Principles of Symbolic Model Checking with Apalache

In order to take advantage of Apalache's symbolic model checking, there are a few principles one must bear in mind when writing TLA.

Assignments and symbolic transitions

Let us go back to the example test/tla/y2k.tla and run apalache against test/tla/y2k_override.tla:

$ apalache check y2k_override.tla

We can check the detailed output of the TransitionFinderPass in the file x/<timestamp>/out-transition.tla, where <timestamp> looks like 09.03-10.03.2020-508266549191958257:

---------------------------- MODULE y2k_override ----------------------------
(*
 * One way to instantiate constants for apalache is to use the OVERRIDE prefix. 
 *)
 
EXTENDS y2k

OVERRIDE_BIRTH_YEAR == 80
OVERRIDE_LICENSE_AGE == 18

=============================================================================
\* Modification History
\* Last modified Tue Jan 07 11:24:55 CET 2020 by igor
\* Created Tue Jan 07 11:16:18 CET 2020 by igor

As you can see, the model checker did two things:

  1. It has translated several expressions that look like x' = e into x' := e. For instance, you can see year' := 80 and hasLicense' := FALSE in Init$0. We call these expressions assignments.
  2. It has factored the operator Next into two operators Next$0 and Next$1. We call these operators symbolic transitions.

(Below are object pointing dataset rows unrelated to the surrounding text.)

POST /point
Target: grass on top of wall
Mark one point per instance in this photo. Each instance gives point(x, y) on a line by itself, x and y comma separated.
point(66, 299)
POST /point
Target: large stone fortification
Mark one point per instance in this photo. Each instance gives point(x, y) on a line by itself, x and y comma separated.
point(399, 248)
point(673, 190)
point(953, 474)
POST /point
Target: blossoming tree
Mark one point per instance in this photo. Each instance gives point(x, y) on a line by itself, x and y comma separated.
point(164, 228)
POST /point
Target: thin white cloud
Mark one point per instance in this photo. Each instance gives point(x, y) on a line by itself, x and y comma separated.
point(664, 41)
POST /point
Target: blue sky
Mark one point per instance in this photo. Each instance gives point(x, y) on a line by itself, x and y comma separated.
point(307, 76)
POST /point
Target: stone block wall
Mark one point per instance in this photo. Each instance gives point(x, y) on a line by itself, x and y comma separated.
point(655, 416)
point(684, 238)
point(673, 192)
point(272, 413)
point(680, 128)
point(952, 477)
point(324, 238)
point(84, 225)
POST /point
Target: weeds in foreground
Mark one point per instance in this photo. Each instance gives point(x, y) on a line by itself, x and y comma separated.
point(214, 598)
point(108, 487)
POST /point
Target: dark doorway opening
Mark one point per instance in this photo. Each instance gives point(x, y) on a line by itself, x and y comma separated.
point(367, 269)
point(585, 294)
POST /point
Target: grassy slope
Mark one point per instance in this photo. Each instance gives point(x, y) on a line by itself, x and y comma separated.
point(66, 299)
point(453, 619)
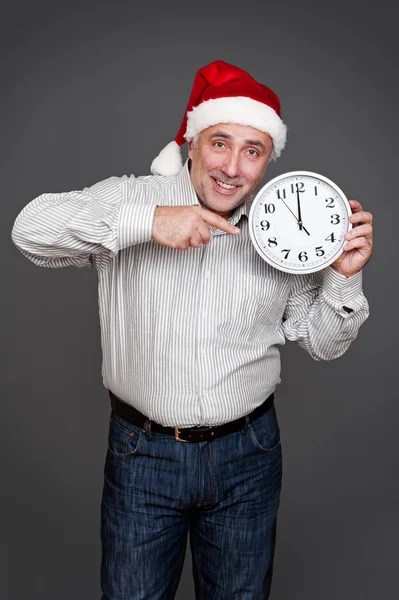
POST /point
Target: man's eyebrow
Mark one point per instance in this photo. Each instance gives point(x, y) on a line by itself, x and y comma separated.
point(226, 136)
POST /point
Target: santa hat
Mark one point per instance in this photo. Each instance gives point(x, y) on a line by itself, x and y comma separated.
point(223, 93)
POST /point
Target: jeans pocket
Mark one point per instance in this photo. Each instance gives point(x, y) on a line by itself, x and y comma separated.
point(265, 432)
point(124, 439)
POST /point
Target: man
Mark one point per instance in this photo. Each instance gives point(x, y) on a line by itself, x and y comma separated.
point(190, 318)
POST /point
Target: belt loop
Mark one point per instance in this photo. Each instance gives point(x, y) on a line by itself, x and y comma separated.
point(245, 428)
point(147, 427)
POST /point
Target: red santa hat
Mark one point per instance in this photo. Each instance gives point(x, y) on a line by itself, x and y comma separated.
point(223, 93)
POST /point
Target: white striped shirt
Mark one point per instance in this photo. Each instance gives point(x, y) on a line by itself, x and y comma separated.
point(188, 337)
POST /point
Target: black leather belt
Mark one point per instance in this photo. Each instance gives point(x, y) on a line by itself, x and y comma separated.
point(189, 434)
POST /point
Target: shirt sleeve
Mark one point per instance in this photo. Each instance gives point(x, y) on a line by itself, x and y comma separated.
point(84, 228)
point(324, 312)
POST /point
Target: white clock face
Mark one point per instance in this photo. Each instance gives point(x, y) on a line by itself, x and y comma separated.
point(298, 221)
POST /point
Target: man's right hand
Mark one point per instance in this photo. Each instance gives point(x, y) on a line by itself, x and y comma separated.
point(185, 227)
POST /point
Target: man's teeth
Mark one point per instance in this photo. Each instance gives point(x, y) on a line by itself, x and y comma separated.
point(225, 185)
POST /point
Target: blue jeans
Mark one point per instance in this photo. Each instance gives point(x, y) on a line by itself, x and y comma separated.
point(225, 492)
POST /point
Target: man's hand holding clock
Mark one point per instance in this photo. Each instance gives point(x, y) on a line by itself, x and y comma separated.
point(357, 250)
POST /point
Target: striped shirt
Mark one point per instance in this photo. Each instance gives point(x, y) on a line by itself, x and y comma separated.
point(188, 337)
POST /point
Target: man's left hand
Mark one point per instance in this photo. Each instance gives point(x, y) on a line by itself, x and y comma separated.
point(359, 244)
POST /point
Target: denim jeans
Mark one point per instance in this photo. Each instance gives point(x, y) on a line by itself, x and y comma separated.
point(224, 492)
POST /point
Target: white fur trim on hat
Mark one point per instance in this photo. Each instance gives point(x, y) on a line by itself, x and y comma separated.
point(168, 162)
point(240, 110)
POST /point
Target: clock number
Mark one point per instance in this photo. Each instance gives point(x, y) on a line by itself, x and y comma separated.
point(297, 187)
point(264, 225)
point(303, 257)
point(330, 203)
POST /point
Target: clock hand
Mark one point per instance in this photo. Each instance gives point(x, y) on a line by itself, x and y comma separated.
point(299, 210)
point(296, 218)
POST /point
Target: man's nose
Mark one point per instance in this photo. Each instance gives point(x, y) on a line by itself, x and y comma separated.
point(231, 165)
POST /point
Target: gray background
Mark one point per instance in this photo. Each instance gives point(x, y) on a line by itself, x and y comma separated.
point(93, 89)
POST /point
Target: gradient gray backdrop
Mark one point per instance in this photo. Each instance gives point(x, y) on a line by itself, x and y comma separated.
point(94, 89)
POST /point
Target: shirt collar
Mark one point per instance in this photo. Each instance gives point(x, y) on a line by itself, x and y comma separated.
point(190, 197)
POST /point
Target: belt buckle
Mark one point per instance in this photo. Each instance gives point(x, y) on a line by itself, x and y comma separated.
point(177, 438)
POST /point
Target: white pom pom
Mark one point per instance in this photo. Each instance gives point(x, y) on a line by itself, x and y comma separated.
point(168, 162)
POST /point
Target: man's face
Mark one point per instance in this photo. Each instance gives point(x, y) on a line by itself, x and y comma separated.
point(228, 155)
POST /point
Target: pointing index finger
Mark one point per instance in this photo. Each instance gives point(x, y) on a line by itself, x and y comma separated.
point(215, 220)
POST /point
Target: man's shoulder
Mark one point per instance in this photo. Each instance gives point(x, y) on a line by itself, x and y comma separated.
point(144, 184)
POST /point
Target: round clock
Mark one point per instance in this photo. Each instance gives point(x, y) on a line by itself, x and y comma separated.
point(298, 221)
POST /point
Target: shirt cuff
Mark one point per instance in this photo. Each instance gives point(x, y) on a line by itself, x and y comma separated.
point(346, 293)
point(135, 224)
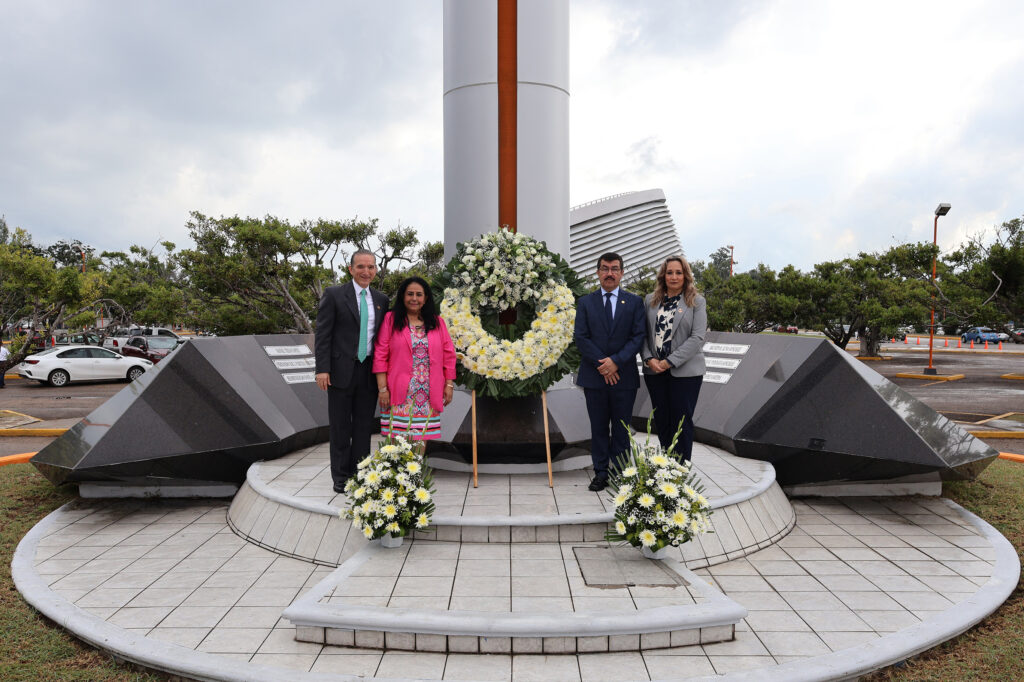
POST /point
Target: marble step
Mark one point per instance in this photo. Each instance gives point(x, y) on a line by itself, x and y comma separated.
point(456, 597)
point(282, 507)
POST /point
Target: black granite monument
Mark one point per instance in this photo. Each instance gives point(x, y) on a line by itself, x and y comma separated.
point(201, 416)
point(819, 415)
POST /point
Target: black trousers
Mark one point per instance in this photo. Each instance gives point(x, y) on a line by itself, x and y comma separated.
point(350, 410)
point(608, 409)
point(674, 399)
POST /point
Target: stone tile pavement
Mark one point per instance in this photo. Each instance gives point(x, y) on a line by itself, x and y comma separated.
point(851, 571)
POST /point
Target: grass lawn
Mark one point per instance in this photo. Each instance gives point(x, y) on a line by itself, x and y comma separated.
point(33, 648)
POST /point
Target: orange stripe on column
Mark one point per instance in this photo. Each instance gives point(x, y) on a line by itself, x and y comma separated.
point(507, 83)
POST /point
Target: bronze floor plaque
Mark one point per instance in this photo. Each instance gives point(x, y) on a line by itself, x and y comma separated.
point(623, 566)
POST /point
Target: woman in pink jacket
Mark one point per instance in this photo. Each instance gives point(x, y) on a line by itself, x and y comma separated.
point(414, 360)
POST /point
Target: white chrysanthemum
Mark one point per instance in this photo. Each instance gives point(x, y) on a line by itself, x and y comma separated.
point(659, 460)
point(647, 539)
point(669, 489)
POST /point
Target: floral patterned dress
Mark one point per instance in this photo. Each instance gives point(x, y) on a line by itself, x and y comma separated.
point(663, 328)
point(413, 419)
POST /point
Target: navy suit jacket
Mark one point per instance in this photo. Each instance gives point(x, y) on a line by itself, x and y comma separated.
point(622, 342)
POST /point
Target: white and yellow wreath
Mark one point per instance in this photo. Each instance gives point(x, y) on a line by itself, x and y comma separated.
point(549, 335)
point(495, 272)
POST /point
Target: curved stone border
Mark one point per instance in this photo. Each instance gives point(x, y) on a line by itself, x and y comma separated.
point(849, 664)
point(744, 521)
point(840, 665)
point(712, 620)
point(142, 650)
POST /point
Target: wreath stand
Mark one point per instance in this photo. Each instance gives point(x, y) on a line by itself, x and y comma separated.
point(547, 436)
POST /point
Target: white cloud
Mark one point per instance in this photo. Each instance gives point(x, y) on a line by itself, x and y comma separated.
point(798, 131)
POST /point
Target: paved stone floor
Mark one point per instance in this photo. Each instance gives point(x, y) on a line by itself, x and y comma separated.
point(851, 571)
point(304, 474)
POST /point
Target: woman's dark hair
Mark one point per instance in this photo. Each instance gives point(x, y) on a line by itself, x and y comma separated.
point(429, 312)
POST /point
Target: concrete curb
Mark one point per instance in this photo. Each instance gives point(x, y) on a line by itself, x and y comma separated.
point(147, 652)
point(264, 489)
point(849, 664)
point(717, 609)
point(27, 433)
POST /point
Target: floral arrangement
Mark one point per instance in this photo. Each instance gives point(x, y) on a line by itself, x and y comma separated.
point(391, 492)
point(658, 500)
point(496, 272)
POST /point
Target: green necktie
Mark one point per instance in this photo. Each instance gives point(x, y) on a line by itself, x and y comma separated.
point(364, 325)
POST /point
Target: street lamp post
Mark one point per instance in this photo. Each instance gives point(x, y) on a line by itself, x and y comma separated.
point(941, 209)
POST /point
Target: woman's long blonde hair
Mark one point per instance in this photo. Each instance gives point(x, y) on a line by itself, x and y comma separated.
point(662, 290)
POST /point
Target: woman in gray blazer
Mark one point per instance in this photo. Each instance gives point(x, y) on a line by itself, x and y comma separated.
point(672, 352)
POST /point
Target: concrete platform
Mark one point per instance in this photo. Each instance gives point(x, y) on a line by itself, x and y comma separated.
point(856, 585)
point(524, 598)
point(288, 506)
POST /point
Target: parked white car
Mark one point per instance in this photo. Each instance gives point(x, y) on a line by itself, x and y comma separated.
point(60, 365)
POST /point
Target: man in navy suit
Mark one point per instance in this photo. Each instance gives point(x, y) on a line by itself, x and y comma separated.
point(609, 331)
point(347, 322)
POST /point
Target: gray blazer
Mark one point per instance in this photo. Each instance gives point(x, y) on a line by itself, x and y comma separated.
point(688, 330)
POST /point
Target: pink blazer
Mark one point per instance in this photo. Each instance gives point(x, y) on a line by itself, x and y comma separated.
point(393, 354)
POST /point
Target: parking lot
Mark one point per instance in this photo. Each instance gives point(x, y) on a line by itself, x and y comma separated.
point(982, 393)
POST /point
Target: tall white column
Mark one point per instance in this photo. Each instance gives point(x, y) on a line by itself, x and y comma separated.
point(471, 158)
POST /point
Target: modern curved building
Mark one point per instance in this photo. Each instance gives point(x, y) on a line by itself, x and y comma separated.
point(635, 224)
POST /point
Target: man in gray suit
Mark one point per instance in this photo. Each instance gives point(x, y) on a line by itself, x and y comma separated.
point(347, 321)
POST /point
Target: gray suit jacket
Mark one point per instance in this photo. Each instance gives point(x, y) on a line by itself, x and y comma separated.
point(338, 332)
point(688, 330)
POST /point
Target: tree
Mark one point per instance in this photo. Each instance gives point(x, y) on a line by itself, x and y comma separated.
point(869, 295)
point(982, 283)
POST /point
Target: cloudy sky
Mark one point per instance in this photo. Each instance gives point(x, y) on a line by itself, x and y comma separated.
point(797, 131)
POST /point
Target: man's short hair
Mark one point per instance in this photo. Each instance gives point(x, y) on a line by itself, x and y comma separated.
point(609, 257)
point(361, 252)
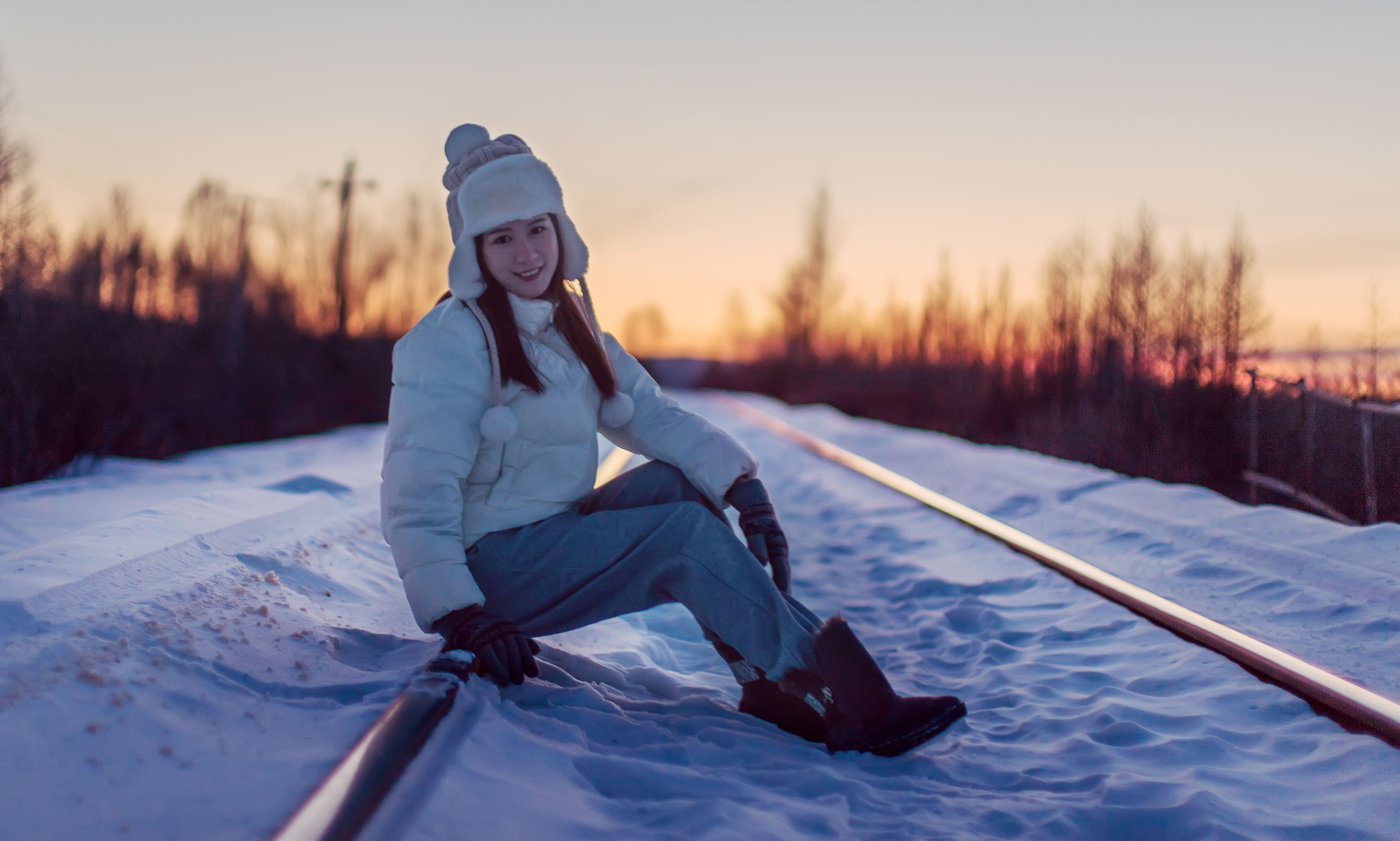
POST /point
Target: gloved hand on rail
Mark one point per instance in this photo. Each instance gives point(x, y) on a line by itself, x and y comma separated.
point(502, 651)
point(761, 528)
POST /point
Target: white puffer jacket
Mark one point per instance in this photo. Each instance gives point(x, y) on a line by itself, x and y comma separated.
point(444, 486)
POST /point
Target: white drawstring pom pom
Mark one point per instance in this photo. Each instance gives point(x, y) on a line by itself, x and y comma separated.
point(617, 411)
point(499, 424)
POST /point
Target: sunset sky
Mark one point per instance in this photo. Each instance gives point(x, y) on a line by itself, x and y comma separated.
point(691, 138)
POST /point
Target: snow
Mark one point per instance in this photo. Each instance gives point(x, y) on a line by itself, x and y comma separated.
point(187, 648)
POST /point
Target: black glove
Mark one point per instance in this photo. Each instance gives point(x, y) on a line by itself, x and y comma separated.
point(761, 528)
point(502, 651)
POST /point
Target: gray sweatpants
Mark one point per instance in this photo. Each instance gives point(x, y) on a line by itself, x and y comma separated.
point(647, 538)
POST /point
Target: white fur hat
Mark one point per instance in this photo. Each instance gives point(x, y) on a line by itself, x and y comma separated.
point(492, 182)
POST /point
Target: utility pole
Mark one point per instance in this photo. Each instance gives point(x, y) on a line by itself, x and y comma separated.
point(240, 286)
point(348, 185)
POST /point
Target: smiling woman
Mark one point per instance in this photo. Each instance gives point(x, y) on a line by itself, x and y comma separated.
point(489, 504)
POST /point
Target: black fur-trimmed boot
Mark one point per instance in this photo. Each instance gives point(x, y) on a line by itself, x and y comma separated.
point(765, 699)
point(862, 710)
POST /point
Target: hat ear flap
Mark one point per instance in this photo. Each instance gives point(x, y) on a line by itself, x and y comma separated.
point(464, 276)
point(575, 260)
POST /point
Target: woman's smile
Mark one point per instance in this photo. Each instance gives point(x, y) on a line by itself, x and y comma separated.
point(523, 255)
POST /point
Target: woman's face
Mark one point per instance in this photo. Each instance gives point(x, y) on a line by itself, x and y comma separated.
point(523, 255)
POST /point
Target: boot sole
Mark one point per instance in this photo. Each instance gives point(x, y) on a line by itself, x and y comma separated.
point(912, 741)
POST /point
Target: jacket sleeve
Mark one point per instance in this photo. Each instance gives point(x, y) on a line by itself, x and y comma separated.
point(442, 388)
point(660, 429)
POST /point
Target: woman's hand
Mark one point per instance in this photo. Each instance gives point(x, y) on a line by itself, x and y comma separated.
point(761, 528)
point(502, 651)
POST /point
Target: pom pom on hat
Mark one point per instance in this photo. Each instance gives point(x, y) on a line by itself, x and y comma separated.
point(499, 424)
point(617, 411)
point(464, 139)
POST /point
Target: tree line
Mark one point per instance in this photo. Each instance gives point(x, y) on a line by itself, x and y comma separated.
point(237, 331)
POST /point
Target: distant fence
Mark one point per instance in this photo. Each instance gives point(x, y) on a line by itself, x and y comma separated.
point(1336, 455)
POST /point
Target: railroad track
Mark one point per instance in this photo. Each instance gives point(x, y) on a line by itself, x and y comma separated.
point(345, 804)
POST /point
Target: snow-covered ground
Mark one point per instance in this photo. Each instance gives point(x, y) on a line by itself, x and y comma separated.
point(187, 648)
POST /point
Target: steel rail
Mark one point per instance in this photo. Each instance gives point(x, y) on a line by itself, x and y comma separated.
point(346, 801)
point(349, 797)
point(1339, 699)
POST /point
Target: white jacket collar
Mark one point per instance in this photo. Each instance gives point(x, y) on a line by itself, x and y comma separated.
point(533, 315)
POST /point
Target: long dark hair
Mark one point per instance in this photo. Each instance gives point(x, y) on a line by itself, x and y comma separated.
point(569, 321)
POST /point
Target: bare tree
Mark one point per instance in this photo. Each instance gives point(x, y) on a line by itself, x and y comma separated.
point(1314, 349)
point(1141, 273)
point(1240, 310)
point(810, 292)
point(1186, 314)
point(1065, 304)
point(213, 261)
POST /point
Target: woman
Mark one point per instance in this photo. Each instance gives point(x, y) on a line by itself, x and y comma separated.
point(489, 465)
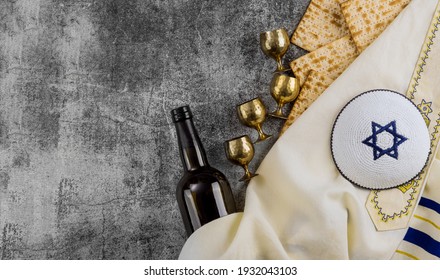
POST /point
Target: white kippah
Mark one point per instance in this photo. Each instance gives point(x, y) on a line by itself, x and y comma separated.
point(380, 140)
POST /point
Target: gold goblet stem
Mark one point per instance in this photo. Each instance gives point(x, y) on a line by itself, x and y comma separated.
point(278, 112)
point(247, 174)
point(280, 66)
point(261, 135)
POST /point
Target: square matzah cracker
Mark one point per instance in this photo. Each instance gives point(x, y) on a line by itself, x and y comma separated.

Pure TLA+ does not have the notions of assignments and symbolic transitions. However, TLC sometimes treats expressions x' = e and x' \in S as if they were assigning a value to the variable x'. TLC does so dynamically, during the breadth-first search. Apalache looks statically for assignments among the expressions x' = e and x' \in S.

When factoring out operators into symbolic transitions, Apalache splits the action operators Init and Next into disjunctions (e.g., A_0 \/ ... \/ A_n), represented in the concrete syntax as a sequence of operator definitions of the form

A$0 == ...
...
A$n == ...

The main contract between the assignments and symbolic transitions is as follows:

For every variable x declared with VARIABLE, there is exactly one assignment of the form x' := e in every symbolic transition A_n.

If Apalache cannot find expressions with the above properties, it fails. Consider the example test/tla/Assignments20200309.tla:

----- MODULE Assignments20200309 -----
VARIABLE
    \* @type: Int;
    a

\* this specification fails, as it has no expression
\* that can be treated as an assignment
Init == TRUE
Next == a' = a
Inv == FALSE
===============

Running the checker with

apalache check Assignments20200309.tla

Apalache reports an error as follows:

...
PASS #9: TransitionFinderPass
To understand the error, check the manual:
[https://apalache.informal.systems/docs/apalache/assignments.html]
Assignment error: No assignments found for: a
It took me 0 days  0 hours  0 min  1 sec
Total time: 1.88 sec
EXITCODE: ERROR (99)

Type annotations

Check the Snowcat tutorial and HOWTO on annotations.

Naturals

If you look carefully at the HOWTO on annotations, you will find that there is no designated type for naturals. Indeed, one can just use the type Int, whenever a natural number is required. If we introduced a special type for naturals, that would cause a lot of confusion for the type checker. What would be the type of the literal 42? That depends on, whether you extend Naturals or Integers. And if you extend Naturals and later somebody else extends your module and also Integers, should be the type of 42 be an integer?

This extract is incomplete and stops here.